Gazeta Esportiva: Você já esteve perto de sofrer algum acidente grave?
Jean:
Já, já. Isso acontece. É normal, é uma prova que você não conhece o caminho e vai em velocidade alta. Então você passa alguns sustos.
Gazeta Esportiva: Essas são situações extremas. Mas você enfrenta algumas dificuldades diárias particulares do Dakar.
Jean:
Você toma banho frio todo dia. Aqui na América do Sul, melhorou muito. Hoje estamos em um hotel cinco estrelas perto do que tínhamos na África. Mas você dorme, come e toma banho mais ou menos. São 14 dias seguidos de perrengue. Você tem que estar preparado para tudo isso, além do percurso diário com 500km, 600km, 800km em condições exigentes fisicamente, tecnicamente e mentalmente.
Gazeta Esportiva: O que é comer e dormir mais ou menos?
Jean:
Até 2012, fiquei em barraca no Dakar. De 2013 em diante, comecei a ter uma estrutura de motorhome. Já mudou a vida, né? E a comida é fornecida pela organização, que monta um grande acampamento para todo o mundo comer igual.
Divulgação
Brasileiro integra a recém-criada equipe sul-americana da Honda, satélite do time de fábrica
Gazeta Esportiva: A experiência te ajuda para encarar essas dificuldades? Por já ter passado por muitas situações, você já as vê com certa normalidade?
Jean:
A cabeça é fundamental. O rali é uma das poucas modalidades em que o piloto mais velho leva vantagem. No circuito, o mais jovem vai dar tudo de si em um período curto e em um lugar em que ele já treinou. É explosão pura, risco. Tudo o que o jovem tem. No rali, não. Se ele arriscar tudo e andar no limite, é grande a chance de acontecer algo errado. A experiência acumulada é um fator que agrega muito para os pilotos.
Gazeta Esportiva: Então você se considera um competidor melhor do que há 17 anos, quando começou a disputar o Dakar?
Jean:
Sim, muito mais experiente. Talvez, 17 anos atrás, eu acelerava mais, mas o resultado final era pior porque acontecia muita coisa errada. Hoje, sei administrar mais e, no final, vou estar melhor.
Gazeta Esportiva: Você é o único brasileiro a competir entre as motos na edição de 2014 do Dakar. Há outros atletas no País com condições de disputar o rali?
Jean:
O Brasil tem bons pilotos, mas pouco investimento. Precisávamos de um pouco mais de incentivo para termos uma nova safra. O custo para o Dakar ainda é muito alto, mesmo na América do Sul, porque a maioria dos gastos é em euro. Além da grana, a divulgação no Brasil é pequena, não tem patrocínio. É uma série de fatores que dificulta a entrada de mais brasileiros na prova.

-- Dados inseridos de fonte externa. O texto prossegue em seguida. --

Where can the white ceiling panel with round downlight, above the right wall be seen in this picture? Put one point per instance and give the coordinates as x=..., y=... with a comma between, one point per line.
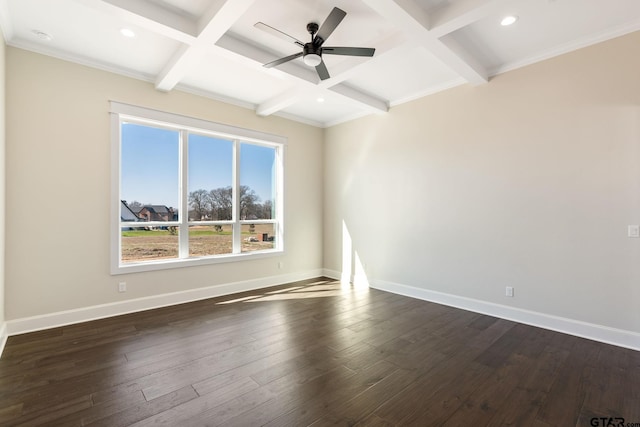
x=546, y=29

Gazeta Esportiva: Você participou do Dakar de carro e de moto. Quais as principais diferenças entre as duas categorias?
Jean:
O carro é muito mais fácil, não tem comparação. A exigência na moto é muito maior em todos os sentidos. E também penso: “puta, terminei o Dakar de moto”. De carro é mais tranquilo porque não te leva aos mesmos limites da moto, não tem as mesmas dificuldades. É um feito muito maior completar o Dakar ou ter uma boa posição em cima de uma moto. Sem tirar o mérito do carro, que tem as particularidades difíceis dele, mas moto ainda é a categoria que mais exige.
Gazeta Esportiva: Quanto custa para correr no Dakar?
Jean:
Depende do esquema. Se você vai pela primeira vez para aprender, só para participar, sem condição nenhuma de resultado, vai gastar entre € 100 mil e € 120 mil. Mas se vai com um time de ponta, para ganhar o Dakar, o cara vai gastar € 1 milhão. São vários níveis de investimento.
Gazeta Esportiva: A principal prova do Brasil é o Rali dos Sertões, que faz parte do Campeonato Mundial da modalidade. Ela não é suficiente para aparecerem novos pilotos?
Jean:
É um primeiro passo, mas o Sertões não é disputado no deserto como o Dakar. A prova é muito boa, mas com característica um pouco diferente. Eu mesmo sofro. Não faço o Campeonato Mundial. A única prova forte do ano que disputo é o Sertões. Apesar de ser minha 17ª participação, sinto quando venho correr no deserto do Dakar porque só faço isso uma vez por ano. Meus adversários fazem sete. Se eu que tenho experiência já sinto dificuldade, imagina quem é iniciante.